Technically magride isn't complicated, the adjustable dampening on the Golf R is much more complicated. Magride is a monotube shock with magnetic fluid/oil that responds to electrical impulses. Will it be expensive to replace if it fails over standard springs and shocks? Of course. In terms of adjustable suspension it's probably one of the more bulletproof ones.

I think the more appropriate question is how does the cost to maintain compare to other adjustable suspension.


----------



## Chimera (Jul 6, 2002)

How is magride different than the R, does it not use the same magnetic fluid-filled struts/shocks?

Also, like driveselect is doing, can one tweak the characteristics of the shocks via vagcom?


----------



## jrwamp (Mar 25, 2011)

Chimera said:


> How is magride different than the R, does it not use the same magnetic fluid-filled struts/shocks?
> 
> Also, like driveselect is doing, can one tweak the characteristics of the shocks via vagcom?


Here's the other thread about it, I found a link stating the differences and posted it on there:

http://forums.fourtitude.com/showthread.php?t=7043662

Short version is Audi is the magnetic fluid, VW is a mechanical valve system.
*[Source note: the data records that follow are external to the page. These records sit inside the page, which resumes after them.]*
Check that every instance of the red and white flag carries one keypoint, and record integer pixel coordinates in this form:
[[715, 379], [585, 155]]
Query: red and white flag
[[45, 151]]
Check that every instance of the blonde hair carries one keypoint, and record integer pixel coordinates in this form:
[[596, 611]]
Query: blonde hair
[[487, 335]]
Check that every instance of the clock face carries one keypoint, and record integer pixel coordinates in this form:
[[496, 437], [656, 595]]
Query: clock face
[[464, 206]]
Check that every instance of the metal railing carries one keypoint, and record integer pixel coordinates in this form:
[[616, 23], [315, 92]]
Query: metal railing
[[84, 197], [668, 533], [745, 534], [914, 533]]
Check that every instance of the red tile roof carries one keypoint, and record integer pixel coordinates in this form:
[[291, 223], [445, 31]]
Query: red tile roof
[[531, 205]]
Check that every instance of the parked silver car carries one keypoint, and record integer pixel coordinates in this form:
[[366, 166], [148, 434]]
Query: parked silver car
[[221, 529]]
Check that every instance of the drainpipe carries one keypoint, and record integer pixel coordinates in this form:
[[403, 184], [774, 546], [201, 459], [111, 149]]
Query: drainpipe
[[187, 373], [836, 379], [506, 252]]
Sent from my iPhone using Tapatalk


----------



## EmphasisTuningNYC (Jan 9, 2002)

I've been trying to research it as well. I'm planning on ordering mine in January. I intend on coilovers but is there a possibility that the Mag ride will be better at the track. 

From my understanding, Mag ride was available on TT-RS, and I see a lot of them at the track handling extreamly well


Sent from my iPhone using Tapatalk


----------



## Chimera (Jul 6, 2002)

jrwamp said:


> Here's the other thread about it, I found a link stating the differences and posted it on there:
> 
> http://forums.fourtitude.com/showthread.php?t=7043662
> 
> ...


Ah. I didn't realize the VWs weren't using ferrofluid shocks.


----------



## AZ. (Apr 18, 2014)

I have been unable to find any reviews online for a U.S. spec S3 with the non mag ride suspension. Has anyone found one yet?


----------



## AZ. (Apr 18, 2014)

Looks like Jalopnik and Car & Driver agree: "Get the Mag Ride"

From C&D's review:
You only need to check one option box.

The S3 starts at a fairly reasonable $41,100. There are a variety of options available, but you only need the Performance Package. For the low-low price of $1900 the 18” all-season tires get swapped for a sweet set of 19” wheels and summer-only ContisportContact tires. You also get magneto-rheological dampers at all four corners. The MR dampers are tied to settings in Comfort and Dynamic modes, but you can create a custom profile and adjust them as you like. We suggest the aggressive option. It delivers the best ride and handling.​
http://www.roadandtrack.com/car-reviews/first-drives/2015-audi-s3-first-drive-review?src=soc_fcbks

I am however, interested to hear ANYTHING about the stock S3 suspension setup


----------



## roblove (Apr 18, 2014)

AZ. said:


> Looks like Jalopnik and Car & Driver agree ...
> 
> I am however, interested to hear ANYTHING about the stock S3 suspension setup


I have a stock (non-MagRide) S3. I don't have a MagRide to compare it to, but I find the car an incredibly agile and predictable handler. It is one of the most "planted" feeling cars I've ever driven.


----------



## Tailwagger (Nov 30, 2008)

Anyone know if future conversion to mag is a simple shock switch and reprogram or is it more complicated?


----------